While still in high school, the Mangione brothers formed a quintet, the Jazz Brothers. Chuck then proceeded to the Eastman School of Music in Rochester in 1958, graduating in 1963 with a bachelor’s degree in music. It was at Eastman where he first picked up the flugelhorn.


Through the admiring efforts of great saxophonist Cannonball Adderley, the brothers also began recording for Riverside Records, while the younger Mangione was still at Eastman. They released their first album, “The Jazz Brothers,” in 1960, and two more, “Hey Baby” and “Spring Fever,” the next year.


Chuck Mangione headed for New York City after graduating and joined Art Blakey’s Jazz Messengers in 1965 on Gillespie’s recommendation. The next year, he did some arranging for the Outsiders, a Cleveland-based garage-rock band, including on a single, “Help Me Girl,” which cracked the Billboard Top 40.
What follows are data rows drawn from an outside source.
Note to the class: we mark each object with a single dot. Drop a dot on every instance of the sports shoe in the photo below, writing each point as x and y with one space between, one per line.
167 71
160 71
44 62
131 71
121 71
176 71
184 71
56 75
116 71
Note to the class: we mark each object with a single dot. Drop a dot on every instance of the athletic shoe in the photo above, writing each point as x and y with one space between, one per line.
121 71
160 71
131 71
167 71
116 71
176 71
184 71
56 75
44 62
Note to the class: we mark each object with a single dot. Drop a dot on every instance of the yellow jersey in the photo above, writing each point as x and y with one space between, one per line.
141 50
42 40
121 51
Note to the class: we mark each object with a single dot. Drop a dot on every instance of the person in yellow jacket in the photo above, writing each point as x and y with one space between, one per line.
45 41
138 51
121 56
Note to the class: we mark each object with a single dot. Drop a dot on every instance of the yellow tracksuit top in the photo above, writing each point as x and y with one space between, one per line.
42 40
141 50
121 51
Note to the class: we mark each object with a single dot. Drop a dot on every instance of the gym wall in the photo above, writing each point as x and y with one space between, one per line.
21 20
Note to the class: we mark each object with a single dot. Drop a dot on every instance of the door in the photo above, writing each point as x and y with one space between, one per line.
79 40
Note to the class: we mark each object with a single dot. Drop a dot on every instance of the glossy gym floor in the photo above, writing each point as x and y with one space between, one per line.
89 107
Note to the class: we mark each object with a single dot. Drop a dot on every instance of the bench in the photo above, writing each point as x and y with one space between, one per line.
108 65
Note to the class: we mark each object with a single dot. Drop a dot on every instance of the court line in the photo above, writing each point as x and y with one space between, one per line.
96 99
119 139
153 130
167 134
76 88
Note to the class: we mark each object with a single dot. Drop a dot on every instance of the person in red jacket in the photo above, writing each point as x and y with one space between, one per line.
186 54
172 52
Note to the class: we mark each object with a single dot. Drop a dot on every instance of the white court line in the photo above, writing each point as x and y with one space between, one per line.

Mangione is survived by his daughters, Nancy Piraino and Diana Smith; a sister, Josephine Shank; his brother, Gap; three grandchildren; and two great-grandchildren. His wife, Rosemarie, died in 2015.


“I’ve written probably 95% of the music I’ve played,” Mangione once said, “but I don’t take credit for writing the music. I feel like the cord between the plug in the wall and the tape recorder; I wait around and hope I get some new information, and then try to present it in the best possible way. I’m very protective of it and don’t put it out there until I feel like it’s really happening.


He added: “Dizzy taught me that if you want to just play whatever you want to play without considering the audience, fine. But if you want to get paid, you’re now in a different ballgame.”